With memory set smarting like a reopened wound, a man’s past is not simply a dead history, an outworn preparation of the present: it is not a repented error shaken loose from the life: it is a still quivering part of himself, bringing shudders and bitter flavors and the tinglings of a merited shame—George Eliot
Another confrontation with the past happened this weekend in West Palm Beach; I was there to participate in a talk-back after a reading of a 1986 play called Rob, Robin, Roberta. The writer was Dan Seymour, a man I loved and lived with until 1989; the reading was an experiment, an opportunity to see if his words and characters retained the potency to enthrall an audience.

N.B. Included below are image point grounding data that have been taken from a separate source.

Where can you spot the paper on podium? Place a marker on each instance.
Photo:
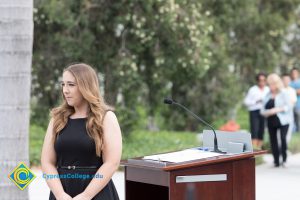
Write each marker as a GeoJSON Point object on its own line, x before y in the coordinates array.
{"type": "Point", "coordinates": [182, 156]}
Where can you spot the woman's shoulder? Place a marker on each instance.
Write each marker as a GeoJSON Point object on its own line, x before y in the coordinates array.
{"type": "Point", "coordinates": [109, 114]}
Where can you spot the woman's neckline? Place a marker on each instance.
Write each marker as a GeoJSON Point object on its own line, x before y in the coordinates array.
{"type": "Point", "coordinates": [78, 118]}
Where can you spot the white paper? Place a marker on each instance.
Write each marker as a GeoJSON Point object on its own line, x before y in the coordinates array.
{"type": "Point", "coordinates": [182, 156]}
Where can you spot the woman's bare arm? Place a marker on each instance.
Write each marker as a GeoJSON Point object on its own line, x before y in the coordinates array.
{"type": "Point", "coordinates": [112, 151]}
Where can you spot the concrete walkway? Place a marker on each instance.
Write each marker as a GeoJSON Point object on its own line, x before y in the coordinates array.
{"type": "Point", "coordinates": [271, 183]}
{"type": "Point", "coordinates": [278, 183]}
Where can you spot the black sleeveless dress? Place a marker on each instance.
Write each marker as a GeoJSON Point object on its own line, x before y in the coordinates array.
{"type": "Point", "coordinates": [74, 147]}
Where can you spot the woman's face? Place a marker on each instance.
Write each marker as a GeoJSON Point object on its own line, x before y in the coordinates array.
{"type": "Point", "coordinates": [272, 85]}
{"type": "Point", "coordinates": [70, 90]}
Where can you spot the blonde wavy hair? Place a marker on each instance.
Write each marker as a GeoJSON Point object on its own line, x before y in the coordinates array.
{"type": "Point", "coordinates": [88, 84]}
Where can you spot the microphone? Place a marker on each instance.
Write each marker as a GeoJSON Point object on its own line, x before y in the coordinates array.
{"type": "Point", "coordinates": [216, 148]}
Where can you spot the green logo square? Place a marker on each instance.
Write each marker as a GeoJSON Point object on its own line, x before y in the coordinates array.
{"type": "Point", "coordinates": [21, 176]}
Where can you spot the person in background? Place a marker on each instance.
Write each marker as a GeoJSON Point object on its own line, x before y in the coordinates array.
{"type": "Point", "coordinates": [277, 109]}
{"type": "Point", "coordinates": [254, 102]}
{"type": "Point", "coordinates": [295, 83]}
{"type": "Point", "coordinates": [293, 99]}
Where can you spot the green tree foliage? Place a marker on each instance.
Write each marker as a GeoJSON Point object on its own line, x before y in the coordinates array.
{"type": "Point", "coordinates": [201, 53]}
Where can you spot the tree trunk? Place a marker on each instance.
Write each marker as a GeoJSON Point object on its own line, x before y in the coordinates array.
{"type": "Point", "coordinates": [16, 38]}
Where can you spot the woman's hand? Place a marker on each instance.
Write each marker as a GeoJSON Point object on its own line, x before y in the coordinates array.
{"type": "Point", "coordinates": [64, 196]}
{"type": "Point", "coordinates": [82, 196]}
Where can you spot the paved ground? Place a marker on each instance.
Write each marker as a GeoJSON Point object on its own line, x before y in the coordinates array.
{"type": "Point", "coordinates": [278, 183]}
{"type": "Point", "coordinates": [271, 183]}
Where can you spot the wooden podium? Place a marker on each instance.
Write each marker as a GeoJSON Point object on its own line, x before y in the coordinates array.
{"type": "Point", "coordinates": [223, 177]}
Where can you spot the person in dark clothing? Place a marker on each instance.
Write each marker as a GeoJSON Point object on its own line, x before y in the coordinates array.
{"type": "Point", "coordinates": [83, 145]}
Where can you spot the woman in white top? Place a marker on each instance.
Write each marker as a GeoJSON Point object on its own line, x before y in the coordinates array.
{"type": "Point", "coordinates": [254, 102]}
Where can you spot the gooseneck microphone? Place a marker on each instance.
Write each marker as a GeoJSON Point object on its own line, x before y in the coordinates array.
{"type": "Point", "coordinates": [216, 148]}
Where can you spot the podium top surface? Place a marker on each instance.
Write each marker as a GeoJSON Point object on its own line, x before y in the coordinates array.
{"type": "Point", "coordinates": [168, 166]}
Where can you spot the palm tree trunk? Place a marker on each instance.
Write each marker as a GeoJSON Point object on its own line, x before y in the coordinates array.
{"type": "Point", "coordinates": [16, 38]}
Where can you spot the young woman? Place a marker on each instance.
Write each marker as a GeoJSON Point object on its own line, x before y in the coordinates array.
{"type": "Point", "coordinates": [82, 147]}
{"type": "Point", "coordinates": [277, 109]}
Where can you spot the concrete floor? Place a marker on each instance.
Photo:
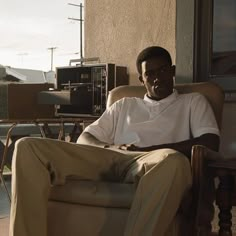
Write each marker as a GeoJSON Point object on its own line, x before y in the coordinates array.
{"type": "Point", "coordinates": [5, 211]}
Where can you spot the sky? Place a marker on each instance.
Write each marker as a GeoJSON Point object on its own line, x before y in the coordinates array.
{"type": "Point", "coordinates": [28, 28]}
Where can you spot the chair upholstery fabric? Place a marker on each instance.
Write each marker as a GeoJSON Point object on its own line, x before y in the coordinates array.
{"type": "Point", "coordinates": [89, 208]}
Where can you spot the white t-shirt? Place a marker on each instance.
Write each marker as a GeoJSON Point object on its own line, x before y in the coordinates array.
{"type": "Point", "coordinates": [146, 122]}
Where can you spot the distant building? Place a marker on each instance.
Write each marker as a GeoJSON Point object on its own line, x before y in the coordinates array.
{"type": "Point", "coordinates": [10, 74]}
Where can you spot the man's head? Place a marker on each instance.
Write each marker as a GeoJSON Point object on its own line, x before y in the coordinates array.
{"type": "Point", "coordinates": [156, 71]}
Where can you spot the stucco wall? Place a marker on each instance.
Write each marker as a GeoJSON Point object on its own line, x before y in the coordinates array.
{"type": "Point", "coordinates": [116, 30]}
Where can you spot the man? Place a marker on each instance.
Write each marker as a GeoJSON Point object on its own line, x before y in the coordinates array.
{"type": "Point", "coordinates": [147, 141]}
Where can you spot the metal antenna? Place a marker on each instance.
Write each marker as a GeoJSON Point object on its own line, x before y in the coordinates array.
{"type": "Point", "coordinates": [81, 26]}
{"type": "Point", "coordinates": [52, 52]}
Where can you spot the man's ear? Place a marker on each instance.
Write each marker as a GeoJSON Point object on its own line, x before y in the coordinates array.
{"type": "Point", "coordinates": [140, 78]}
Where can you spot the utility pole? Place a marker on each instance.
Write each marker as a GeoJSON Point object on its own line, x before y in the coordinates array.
{"type": "Point", "coordinates": [81, 25]}
{"type": "Point", "coordinates": [52, 53]}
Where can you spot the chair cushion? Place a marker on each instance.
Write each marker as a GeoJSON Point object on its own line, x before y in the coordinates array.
{"type": "Point", "coordinates": [103, 194]}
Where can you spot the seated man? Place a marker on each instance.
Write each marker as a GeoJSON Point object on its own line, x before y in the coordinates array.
{"type": "Point", "coordinates": [147, 141]}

At the Kravis Center on Friday night the smart, stimulating audience had much to say about what they saw, some of it good, some, well, not. I’d come to share aspects of his life and work (for instance, Margaret Colin, currently of Gossip Girl, originally played the title role), but wound up learning a little more from the galvanized cast of three actors who’d re-energized the piece through the filter of their own experience. As Julie Gilbert (the organizer of the event and his literary executor) said in a reflective moment, it was a celebration—of a talent that would go on to refine itself in subsequent full-length and one-act plays (finally culminating in an L.A. production of his work, A-Bomb Beauties) but also a nod to our salad days, a rite of passage no fresh faced newbie who lands on the isle of Manhattan escapes.
Today is the anniversary of his 1993 death from AIDS at the age of 38. A toast to my ex, my pal, and to those who, in their pursuit of art, hit and miss daily but never stop trying. Salut.